Pianist Marc Silverman brought the audience of the John Wesley Powell Auditorium yesterday afternoon into an exclusive "Cosmos Club"--not the one adjacent to the hall, but the musical realm of Fre'de'ric Chopin, where Romantic fervor and delicacy team with tempo, rubato and moments of dream-like stasis. In a program devoted entirely to pieces by this composer, Silverman proved to be a fine Chopin interpreter, conquering most of the pianistic demands while rarely letting sentimentality get in the way of sentiment.

In his hands, the opening Barcarolle, Op. 60, glistened with its ornamented lyrical themes. Astute dynamic shading kept a tight rein on the rhapsodic section. Four Preludes from Op. 28 proceeded from the harmonic daydream of No. 1 in C Major to the fiery No. 22 in G Minor that concluded the set in preparation for a robust performance of the Waltz in A Flat Major, Op. 42.

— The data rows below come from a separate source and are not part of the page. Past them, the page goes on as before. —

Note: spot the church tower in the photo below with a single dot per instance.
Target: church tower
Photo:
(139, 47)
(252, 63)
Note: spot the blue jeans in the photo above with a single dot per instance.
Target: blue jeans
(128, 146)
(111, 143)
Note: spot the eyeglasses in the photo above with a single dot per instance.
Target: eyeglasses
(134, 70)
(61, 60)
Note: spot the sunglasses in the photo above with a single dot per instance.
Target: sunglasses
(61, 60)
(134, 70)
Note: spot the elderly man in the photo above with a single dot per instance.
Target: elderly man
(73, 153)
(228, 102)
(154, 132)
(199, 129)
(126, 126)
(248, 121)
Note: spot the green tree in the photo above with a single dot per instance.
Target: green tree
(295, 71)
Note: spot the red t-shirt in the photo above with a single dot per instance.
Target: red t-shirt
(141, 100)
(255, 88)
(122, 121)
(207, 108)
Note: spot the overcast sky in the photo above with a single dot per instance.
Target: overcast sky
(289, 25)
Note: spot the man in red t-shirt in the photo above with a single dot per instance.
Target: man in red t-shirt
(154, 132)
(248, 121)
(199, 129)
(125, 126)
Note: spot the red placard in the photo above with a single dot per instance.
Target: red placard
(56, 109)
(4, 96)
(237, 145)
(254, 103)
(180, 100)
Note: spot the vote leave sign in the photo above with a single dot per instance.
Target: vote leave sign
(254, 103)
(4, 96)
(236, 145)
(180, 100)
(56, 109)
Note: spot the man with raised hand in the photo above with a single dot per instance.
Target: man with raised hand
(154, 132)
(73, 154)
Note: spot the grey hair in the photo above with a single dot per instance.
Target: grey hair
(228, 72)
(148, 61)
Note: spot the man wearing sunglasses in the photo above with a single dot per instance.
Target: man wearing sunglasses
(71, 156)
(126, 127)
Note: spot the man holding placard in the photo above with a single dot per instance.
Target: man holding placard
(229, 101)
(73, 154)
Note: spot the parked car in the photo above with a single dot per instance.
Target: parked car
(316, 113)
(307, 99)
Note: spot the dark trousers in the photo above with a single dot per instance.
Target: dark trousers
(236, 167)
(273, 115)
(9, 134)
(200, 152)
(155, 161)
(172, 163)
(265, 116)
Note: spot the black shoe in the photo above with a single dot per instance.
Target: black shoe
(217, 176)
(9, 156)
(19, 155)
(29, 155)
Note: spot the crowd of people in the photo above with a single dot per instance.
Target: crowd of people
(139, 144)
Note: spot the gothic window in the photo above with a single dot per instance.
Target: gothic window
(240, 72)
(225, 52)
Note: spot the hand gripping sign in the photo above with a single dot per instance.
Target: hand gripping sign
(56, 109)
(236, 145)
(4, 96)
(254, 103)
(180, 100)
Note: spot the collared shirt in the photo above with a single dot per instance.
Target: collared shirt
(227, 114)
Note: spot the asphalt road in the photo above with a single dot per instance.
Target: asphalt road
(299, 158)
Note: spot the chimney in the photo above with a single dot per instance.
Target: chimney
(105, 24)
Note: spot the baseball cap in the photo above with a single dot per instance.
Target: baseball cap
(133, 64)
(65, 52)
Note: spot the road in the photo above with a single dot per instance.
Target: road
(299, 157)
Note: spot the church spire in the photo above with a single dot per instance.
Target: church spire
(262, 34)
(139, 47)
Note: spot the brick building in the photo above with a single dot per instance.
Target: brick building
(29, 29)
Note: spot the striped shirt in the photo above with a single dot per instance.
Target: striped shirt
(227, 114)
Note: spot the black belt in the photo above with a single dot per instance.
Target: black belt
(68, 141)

Silverman seemed positively transported by the F Minor Fantasy, a prismatic collection of emotional reflections that invites self-indulgence from the pianist. He charged straightway into Chopin's stormy barrage of rapid scale runs and stabbing chords, catching his breath during several introspective, comparatively quiescent portions, which he articulated splendidly.

Chopin's last large piano work, the Polonaise-Fantasie, Op. 61, found Silverman navigating a steady course through the treacherous musical swells that can swamp an ill-equipped performer. This is one of Chopin's freest compositions, and Silverman acquitted himself admirably; his phrasing was well-proportioned, his tone liquid.

His assured touch similarly graced the B Major Nocturne and Ballade in G Minor. Silverman made the Nocturne glow by approaching the descending trills subtly. In the Ballade, he played aggressively but with a decided lilt as he gradually eased the enthusiastic audience out of Chopin's Romantic cosmos.